Isabel me explica que tres obras corales definen los momentos cruciales en la formación del protagonista, desde su llegada a la muy noble y leal ciudad hasta el tedio, pasando por las vicisitudes de un aprendiz con “musgo en los oídos”. “Primero cantan Carmina Burana, de Carl Orff, «una invitación al desafuero», como dice Cadavid. Comamos, bebamos y follemos que luego moriremos”, se emociona Isabel. “Hágale, pues”, y le pico un ojo. “Después montan Canto general, de Pablo Neruda y Mikis Theodorakis, una obra netamente popular y antifascista. Y, por último, cuando la narcoviolencia paramilitar de izquierda y derecha se adueña del país, cantan el Requiem, de Hector Berlioz”. Isabel suspira: “Es uno de los capítulos más conmovedores y hermosos de la novela. Comparable tan solo a la historia de Leonardo, el inexistente genio musical que por unos instantes ilusiona hasta a los menos ilusos, Zabala a la cabeza. Ese Pablito escribe sobre lo que sabe y nada es artificioso”.
“Así es”, digo yo y agrego: “Con Pablo Montoya pasa en literatura lo mismo que con Humberto de la Calle y Carlos Gaviria en política”. “¿O sea?”, se incomoda Isabel, que va a votar en blanco. “Colombia les queda chiquita”. “¿O sea?”, insiste. “Son más grandes que este país de fanáticos y rezanderos”. “¿Pablo Montoya es amigo tuyo, cierto?”, revira, insolente. “Ajá”. “Con razón”. “¿Con razón, qué?”. “Tu admiración por él”. “Oigan a esta. Una cosa es la obra y otra muy distinta el autor”. Le saco la lengua: “¡Usted a mí no me bravea, señor!”. También me enfurrusco.

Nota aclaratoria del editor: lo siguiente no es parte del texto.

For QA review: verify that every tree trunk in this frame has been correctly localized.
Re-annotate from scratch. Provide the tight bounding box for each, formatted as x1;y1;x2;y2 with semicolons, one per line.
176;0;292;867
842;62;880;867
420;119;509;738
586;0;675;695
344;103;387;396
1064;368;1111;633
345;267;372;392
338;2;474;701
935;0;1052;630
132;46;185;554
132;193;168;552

Agarro el libro. “Oiga bien lo que dice la última frase del libro: «Solo he procurado ser veraz en el angosto y a la vez amplísimo ámbito de la literatura». ¿Sabe por qué? Porque «a fin de cuentas, no hay nada particularmente profundo en la realidad», como afirma William Faulkner en Mistral. ¿Entiendes, Méndez, o te explico, Federico?”. Por primera vez en años, Isabel Barragán se queda viendo un chispero. Su carita lavada centellea con asombro. Sonrío y repito mi mantra: “Mucha mamacita”.
Rabito. No volveré a opinar de política. Vivo en Medellín y mi vocación de mártir es nula. Me dedicaré a hablar de Literatura y otras frivolidades. Denme comprensión.